Reputation: 41
If I run a long-running kernel on a GPU device, after 2 seconds (by default) the windows TDR (Timeout Detection and Recovery) will kill the running kernels. I understand it, but what if you can't predict how long the kernel will run, because you need to do lots of computations and neither you know the capacity/speed of the underlying GPU for the actual user, who runs your program?
What are the best practices for solving this problem?
I found 3 ways to prevent it to happen, but none of those seems a good solution for me:
You need to make sure that your kernels are not too time-consuming: The kernel is time consuming and though I could do some kind of fragmentation and not run 1 million of them but 2*500k or 4*250k, but I still can't predict if it will fit into the default 2 seconds on the actual user's GPU. (I had the idea to half the number until your kernel won't drop a CL_INVALID_COMMAND_QUEUE error, and then you just call it multiple times with the smaller amount, but to be honest it sounds really hackie and have some other drawbacks.)
You can turn-off the watchdog timer (or increase the delay): Timeout Detection and Recovery of GPUs: It's done by registry edit, and you need to restart Windows to make it effective.

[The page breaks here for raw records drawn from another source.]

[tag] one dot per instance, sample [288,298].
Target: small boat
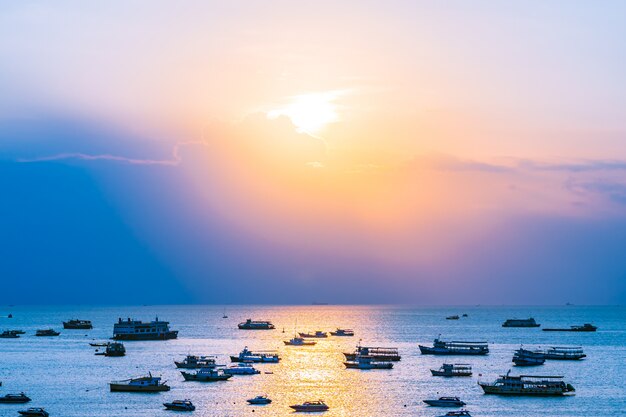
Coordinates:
[77,324]
[15,398]
[47,332]
[250,324]
[587,327]
[310,406]
[446,402]
[206,375]
[180,405]
[142,384]
[34,412]
[259,400]
[342,332]
[456,369]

You can't do it on a user's machine.
You can run the kernel on a GPU that is not hooked up to a display: How can you make sure the GPU is not hooked up to a display on a users machine? Even in my laptop my primary GPU is the Intel HD4000 and the NVidia GPU is not in use for display (I think so), but TDR still kills my kernels.
Upvotes: 1
Views: 2679
Reputation: 6343
You listed all of the solutions I know of. Since solution 2 leaves the machine in an unusable state while your kernel runs (not a good practice) it should be avoided. Since adding another GPU (solution 3) is not practical for you, your best bet is to focus on solution 1. I don't know why you are trying to maximize the work size to run as long as possible to avoid TDR. You should instead target around 10 ms or less (if you run many kernels that take longer the GUI is very sluggish). So instead of 4*250000, think more like 400*2500. You may need to put in some clFinish calls between each one (or batch of 10, or whatever). Keeping the execution time small (10 ms) and not overfilling the queue will allow the GPU to do other things in between kernels and you won't get TDR resets nor make the machine unusable and yet the GPU will be quite busy.
Upvotes: 2